Long-term temporal fusion is a crucial but often overlooked technique in camera-based Bird's-Eye-View (BEV) 3D perception. Existing methods are mostly in a parallel manner. While parallel fusion can benefit from long-term information, it suffers from increasing computational and memory overheads as the fusion window size grows. Alternatively, BEVFormer adopts a recurrent fusion pipeline so that history information can be efficiently integrated, yet it fails to benefit from longer temporal frames. In this paper, we explore an embarrassingly simple long-term recurrent fusion strategy built upon the LSS-based methods and find it already able to enjoy the merits from both sides, i.e., rich long-term information and efficient fusion pipeline. A temporal embedding module is further proposed to improve the model's robustness against occasionally missed frames in practical scenarios. We name this simple but effective fusing pipeline VideoBEV. Experimental results on the nuScenes benchmark show that VideoBEV obtains strong performance on various camera-based 3D perception tasks, including object detection (55.4\% mAP and 62.9\% NDS), segmentation (48.6\% vehicle mIoU), tracking (54.8\% AMOTA), and motion prediction (0.80m minADE and 0.463 EPA).

Figures (5)

• Figure 1: Conceptual comparison of two mainstream temporal feature fusion mechanisms. (a) Parallel temporal propagation within fixed temporal segments of each time stamp VideoCNN14TwoStreamCNNVideo14FaF18BEVDet4D22SOLOFusion23FastBEV23BEVFormerV2; (b) Recurrent temporal fusion with an iteratively updated long-term memory within the video sequence of any length LSTM97NeuralMachineTranslation14Seq2SeqRNN14BEVFormer22. (c) Efficiency comparison between our recurrent style VideoBEV and parallel style SOLOFusion SOLOFusion23. (d) Comparison of benefits ($\Delta$mAP$\uparrow$ and $\Delta$NDS$\uparrow$) from long-term fusion between earlier recurrent style BEVFormer BEVFormer22 and our VideoBEV, the numbers of BEVFormer are taken from BEVFormer22.
• Figure 2: Overview of VideoBEV. The backbone first extracts image features of different views of a frame, which are transformed to BEV from the image view to obtain the BEV feature. Then, the recurrent fusion module fuses the new BEV feature with the one of long-term memory, based on which the memory is updated and the 3D perception tasks are conducted.
• Figure 3: Average velocity error (AVE$\downarrow$) versus frame missing rate (FMR). Without the proposed temporal embedding, the AVE is dramatically high when frames are missed, and this issue is substantially mitigated when using the proposed temporal embedding.

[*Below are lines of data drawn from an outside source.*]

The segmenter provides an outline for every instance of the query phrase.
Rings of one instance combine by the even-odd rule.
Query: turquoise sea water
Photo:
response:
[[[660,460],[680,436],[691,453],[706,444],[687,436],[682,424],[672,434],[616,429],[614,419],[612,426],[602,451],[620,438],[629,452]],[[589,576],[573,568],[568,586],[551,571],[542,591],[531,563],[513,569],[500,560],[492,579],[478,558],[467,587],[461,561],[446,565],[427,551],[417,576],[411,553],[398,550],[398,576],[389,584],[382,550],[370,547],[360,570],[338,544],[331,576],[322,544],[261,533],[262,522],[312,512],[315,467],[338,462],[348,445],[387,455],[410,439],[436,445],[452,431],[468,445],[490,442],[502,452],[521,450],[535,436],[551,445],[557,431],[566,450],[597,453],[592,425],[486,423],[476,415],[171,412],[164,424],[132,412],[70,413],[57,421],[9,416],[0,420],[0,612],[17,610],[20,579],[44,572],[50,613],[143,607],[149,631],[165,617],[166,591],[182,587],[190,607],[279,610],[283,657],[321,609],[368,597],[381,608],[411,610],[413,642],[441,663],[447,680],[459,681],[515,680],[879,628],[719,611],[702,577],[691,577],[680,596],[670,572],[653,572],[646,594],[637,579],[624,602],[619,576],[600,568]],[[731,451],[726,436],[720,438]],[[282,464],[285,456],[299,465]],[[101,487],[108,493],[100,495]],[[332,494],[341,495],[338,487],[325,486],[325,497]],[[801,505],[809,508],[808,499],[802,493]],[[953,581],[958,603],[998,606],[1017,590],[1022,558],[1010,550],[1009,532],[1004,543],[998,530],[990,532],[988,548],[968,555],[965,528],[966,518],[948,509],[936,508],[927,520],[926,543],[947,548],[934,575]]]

• Figure 4: Visualization results of VideoBEV on the nuScenes val set. We show the predicted 3D box results of single frame baseline and VideoBEV with ResNet-50 backbone in multi-camera images and bird's-eye-view. The results of the baseline involving false negative, incorrect object orientation, and inaccurate occluded object identifications that are fixed by VideoBEV are highlighted with dashed circles in green, purple, and blue, respectively.
• Figure 5: Efficiency comparison of two temporal feature fusion modules. By comparing with parallel style SOLOFusion SOLOFusion23: (a) Fusion module network parameter; (b) Memory cost of the fusion modules during inference.